Im Rahmen der Deutschen Woche in Sankt Petersburg 2015, die traditionell Ende April stattfindet, wird die Ausstellung für die Besucher des deutsch-russischen Begegnungszentrums in den Räumlichkeiten des deutsch-russischen Begegnungszentrums eröffnen. Nähere Informationen zur Ausstellung und zur elektronischen Bibliothek sowie der Text des Ausstellungskataloges werden zeitnah auf der Internetseite des deutsch-russischen Begegnungszentrums www.drb.ru zu finden sein.

Die Organisatoren der Ausstellung bedanken sich herzlich bei den Nachkommen der Kolonisten, die Material aus ihren Familienarchiven für diesen Zweck zur Verfügung gestellt haben.

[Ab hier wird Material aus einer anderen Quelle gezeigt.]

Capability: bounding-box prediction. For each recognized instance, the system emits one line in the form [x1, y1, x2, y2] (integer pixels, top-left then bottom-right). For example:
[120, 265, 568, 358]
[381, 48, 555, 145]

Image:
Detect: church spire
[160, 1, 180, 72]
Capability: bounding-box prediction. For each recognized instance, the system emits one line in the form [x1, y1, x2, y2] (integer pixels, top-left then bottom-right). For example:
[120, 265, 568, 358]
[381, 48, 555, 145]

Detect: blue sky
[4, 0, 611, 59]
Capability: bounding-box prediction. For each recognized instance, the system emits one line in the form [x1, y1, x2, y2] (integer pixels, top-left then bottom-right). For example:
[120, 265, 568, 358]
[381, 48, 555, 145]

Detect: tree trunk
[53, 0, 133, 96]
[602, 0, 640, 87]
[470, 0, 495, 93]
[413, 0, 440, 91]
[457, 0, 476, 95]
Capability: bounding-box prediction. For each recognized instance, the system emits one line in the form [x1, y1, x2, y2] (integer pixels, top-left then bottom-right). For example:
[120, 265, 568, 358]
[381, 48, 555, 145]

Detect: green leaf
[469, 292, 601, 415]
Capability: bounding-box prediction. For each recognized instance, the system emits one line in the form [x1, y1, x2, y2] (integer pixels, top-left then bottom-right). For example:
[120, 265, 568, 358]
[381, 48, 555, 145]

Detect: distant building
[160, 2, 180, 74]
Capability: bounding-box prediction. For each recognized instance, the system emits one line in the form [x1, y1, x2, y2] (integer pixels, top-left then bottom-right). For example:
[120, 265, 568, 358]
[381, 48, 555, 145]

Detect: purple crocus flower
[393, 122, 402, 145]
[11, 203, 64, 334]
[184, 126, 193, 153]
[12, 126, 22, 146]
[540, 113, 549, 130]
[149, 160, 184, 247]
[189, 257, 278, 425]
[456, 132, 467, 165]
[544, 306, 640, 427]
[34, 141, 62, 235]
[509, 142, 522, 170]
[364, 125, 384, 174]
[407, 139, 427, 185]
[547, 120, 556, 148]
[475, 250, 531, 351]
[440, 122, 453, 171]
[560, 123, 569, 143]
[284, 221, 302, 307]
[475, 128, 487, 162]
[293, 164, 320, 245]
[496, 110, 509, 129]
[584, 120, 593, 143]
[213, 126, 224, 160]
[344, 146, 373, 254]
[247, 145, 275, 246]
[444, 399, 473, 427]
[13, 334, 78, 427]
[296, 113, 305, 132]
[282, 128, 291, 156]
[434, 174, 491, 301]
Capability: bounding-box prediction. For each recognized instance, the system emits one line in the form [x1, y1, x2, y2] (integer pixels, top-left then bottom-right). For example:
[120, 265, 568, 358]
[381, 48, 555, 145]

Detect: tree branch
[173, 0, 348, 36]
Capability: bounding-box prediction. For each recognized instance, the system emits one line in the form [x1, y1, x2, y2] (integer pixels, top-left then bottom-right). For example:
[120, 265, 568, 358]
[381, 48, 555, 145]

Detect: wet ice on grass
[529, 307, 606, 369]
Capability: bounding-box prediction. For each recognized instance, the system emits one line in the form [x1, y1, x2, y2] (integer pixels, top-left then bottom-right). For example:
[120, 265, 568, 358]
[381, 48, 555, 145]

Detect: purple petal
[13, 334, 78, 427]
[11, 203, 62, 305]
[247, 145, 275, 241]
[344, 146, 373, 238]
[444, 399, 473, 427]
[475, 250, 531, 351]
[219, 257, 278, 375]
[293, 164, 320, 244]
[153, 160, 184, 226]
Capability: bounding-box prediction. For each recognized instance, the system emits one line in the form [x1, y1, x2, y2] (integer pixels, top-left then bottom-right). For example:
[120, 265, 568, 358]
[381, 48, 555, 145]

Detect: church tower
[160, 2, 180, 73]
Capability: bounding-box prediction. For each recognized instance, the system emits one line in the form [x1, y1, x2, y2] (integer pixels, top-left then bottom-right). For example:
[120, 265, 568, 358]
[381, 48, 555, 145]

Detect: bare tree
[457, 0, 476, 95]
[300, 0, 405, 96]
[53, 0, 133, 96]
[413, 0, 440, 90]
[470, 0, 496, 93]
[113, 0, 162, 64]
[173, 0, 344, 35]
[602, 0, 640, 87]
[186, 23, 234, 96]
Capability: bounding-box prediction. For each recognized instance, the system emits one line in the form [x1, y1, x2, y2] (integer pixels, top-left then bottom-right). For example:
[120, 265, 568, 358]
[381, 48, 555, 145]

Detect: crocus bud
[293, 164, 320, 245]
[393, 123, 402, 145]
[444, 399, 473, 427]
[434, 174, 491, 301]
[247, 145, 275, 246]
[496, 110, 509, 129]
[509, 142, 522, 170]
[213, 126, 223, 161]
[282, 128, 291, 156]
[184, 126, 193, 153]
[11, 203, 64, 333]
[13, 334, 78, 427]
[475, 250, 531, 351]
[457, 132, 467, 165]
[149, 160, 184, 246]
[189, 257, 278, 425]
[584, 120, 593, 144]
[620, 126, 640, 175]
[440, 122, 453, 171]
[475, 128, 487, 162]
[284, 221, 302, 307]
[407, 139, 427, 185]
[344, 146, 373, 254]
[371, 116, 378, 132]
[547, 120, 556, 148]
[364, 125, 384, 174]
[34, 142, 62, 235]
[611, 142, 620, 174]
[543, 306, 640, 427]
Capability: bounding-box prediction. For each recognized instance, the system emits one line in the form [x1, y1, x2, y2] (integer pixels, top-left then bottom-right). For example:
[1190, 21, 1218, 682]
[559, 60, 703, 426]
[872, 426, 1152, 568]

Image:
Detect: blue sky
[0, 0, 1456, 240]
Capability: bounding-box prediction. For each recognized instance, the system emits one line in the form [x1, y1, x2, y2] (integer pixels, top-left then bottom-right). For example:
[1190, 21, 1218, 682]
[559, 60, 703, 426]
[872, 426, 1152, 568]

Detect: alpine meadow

Foto: Wassilij Janzen (Gießen)

  1. Ausstellungseröffnung. Von links nach rechts: Heinrich Zentig (Bundestagsabgeordneter), Dr. Irina Tscherkasjanowa (Autorin des Ausstellungskonzepts und Vorstandsmitglied der Internationalen Forschungsassoziation für russlanddeutsche Kulturgeschichte), Dr. Katharina Neufeld (Museumsdirektorin des Museums für russlanddeutsche Kulturgeschichte in Detmold), Hartmut Koschyk (Beauftragter der Bundesregierung für Aussiedlerfragen und nationale Minderheiten) Arina Nemkowa (Leiterin der Stiftung für die Förderung und Entwicklung der deutsch-russischen Beziehungen), Rainer Heller (Bürgermeister der Stadt Detmold), Witalis Hagelgans (Vorstandsvorsitzender des Museums für russlanddeutsche Kulturgeschichte)
  2. Die Ausstellung befindet sich in den Räumen des Museum für russlanddeutsche Kulturgeschichte
  3. Interessierte Gäste machen sich mit dem Ausstellungskatalog vertraut.